DEMAK, Mediajateng.net – Bambang Suliono (33) warga Desa Tanjungkarang Kecamatan Jati Kudus dan Herni Endang Sari (26) warga Dusun Bantarpanjang Desa Sokawangi Kecamatan Taman Pemalang, harus berurusan dengan pihak berwajib.

Sepasang kekasih itu diduga melarikan mobil rentalan milik rekannya. Mobil Suzuki Ertiga nopol B 1481 PIP milik Muhammad Dhany Atmaja warga Jakarta itu, rencananya akan dijual dan hasilnya untuk menutup hutang – hutangnya. Sebelum niatnya itu terlaksana, keduanya keburu ditangkap polisi.

Kapolres Demak AKBP R Fidelis Purna Timuranto mengungkapkan, kejadian berawal saat kedua pelaku menyewa mobil milik korban di Jakarta. Sesampainya di Demak, keduanya meminta korban untuk beristirahat di hotel Wijaya Kusuma yang ada di jalan Sultan Trenggono Demak Kota. Tidak merasa curiga, korban memenuhi permintaan kedua pelaku.
Namun saat korban tertidur di dalam kamar, salah seorang pelaku masuk ke dalam kamar korban dan mengambil kunci mobil, dua buah handphone dan cincin emas milik korban.

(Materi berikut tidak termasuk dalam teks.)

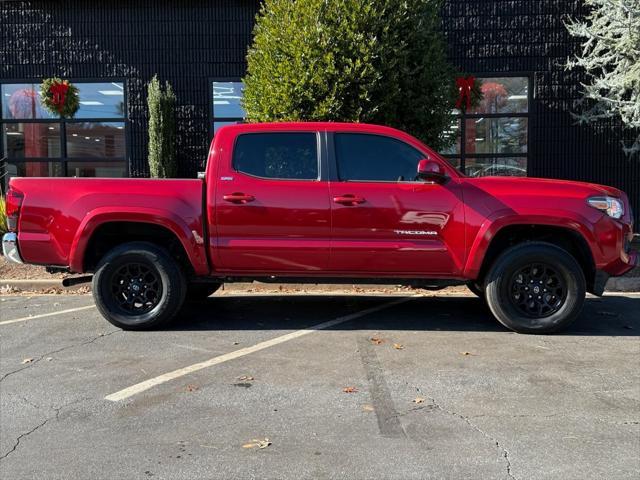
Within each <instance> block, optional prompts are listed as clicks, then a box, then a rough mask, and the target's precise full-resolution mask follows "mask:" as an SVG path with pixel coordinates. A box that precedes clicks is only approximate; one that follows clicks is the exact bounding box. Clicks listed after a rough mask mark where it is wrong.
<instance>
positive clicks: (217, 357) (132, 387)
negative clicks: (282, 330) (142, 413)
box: [104, 295, 419, 402]
mask: <svg viewBox="0 0 640 480" xmlns="http://www.w3.org/2000/svg"><path fill="white" fill-rule="evenodd" d="M416 296H419V295H416ZM416 296H412V297H404V298H401V299H398V300H394V301H391V302H387V303H383V304H382V305H378V306H376V307H371V308H367V309H366V310H361V311H359V312H356V313H352V314H350V315H345V316H343V317H338V318H335V319H333V320H329V321H327V322H324V323H319V324H317V325H314V326H312V327H309V328H305V329H302V330H297V331H295V332H291V333H287V334H286V335H281V336H279V337H276V338H272V339H271V340H266V341H264V342H260V343H256V344H255V345H252V346H250V347H245V348H241V349H239V350H235V351H233V352H229V353H225V354H223V355H220V356H217V357H214V358H211V359H209V360H205V361H204V362H199V363H195V364H193V365H189V366H188V367H184V368H179V369H178V370H174V371H173V372H168V373H165V374H163V375H159V376H157V377H154V378H150V379H149V380H145V381H144V382H140V383H137V384H135V385H132V386H131V387H127V388H125V389H123V390H120V391H118V392H115V393H112V394H110V395H107V396H106V397H104V398H105V400H109V401H111V402H119V401H121V400H125V399H127V398H129V397H132V396H134V395H137V394H138V393H142V392H144V391H146V390H149V389H150V388H153V387H155V386H157V385H160V384H162V383H166V382H169V381H171V380H175V379H176V378H180V377H183V376H185V375H189V374H190V373H194V372H197V371H199V370H202V369H204V368H208V367H212V366H214V365H219V364H221V363H224V362H228V361H229V360H234V359H236V358H240V357H244V356H246V355H249V354H251V353H255V352H259V351H260V350H264V349H265V348H269V347H273V346H275V345H279V344H281V343H285V342H288V341H289V340H294V339H296V338H300V337H303V336H305V335H308V334H310V333H313V332H315V331H317V330H325V329H327V328H331V327H333V326H335V325H338V324H340V323H344V322H348V321H350V320H355V319H356V318H360V317H364V316H365V315H369V314H371V313H375V312H379V311H380V310H384V309H386V308H390V307H393V306H395V305H399V304H401V303H405V302H408V301H409V300H412V299H414V298H415V297H416Z"/></svg>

Setelah itu mereka langsung kabur menggunakan mobil milik korban.

“Mereka berpura-pura menyewa mobil, kemudian di Demak mobil dibawa kabur saat korban lengah,” ungkap AKBP Fidelis seusai gelar perkara , Senin (30/12/2019).

Petugas Satreskrim Polres Demak yang mendapat laporan kejadian itu segera melakukan pengajaran dan berhasil menangkap pelaku lima jam kemudian di kota Kediri Jawa Timur.

“Mereka kami tangkap di Kediri saat hendak istirahat dan langsung kami bawa ke Demak,” imbuh Kapolres Fidelis.

Kasatreskrim AKP Dickiy Hermansyah menambahkan, dari pengakuan kedua pelaku diketahui bahwa mereka nekat melakukan perbuatan tersebut dikarenakan terlilit hutang hingga Rp 10 juta.

“Pelaku yang bernama Bambang memiliki hutang hingga Rp 10 juta, hingga akhirnya nekat membawa lari mobil untuk digadaikan di Kediri senilai Rp 20 juta,” terang AKP Dickiy.

“Kedua pelaku ini kami kenakan pasal 363 KUHP mengenai pencurian dengan pemberatan dengan ancaman hukuman paling lama tujuh tahun penjara,” tandasnya.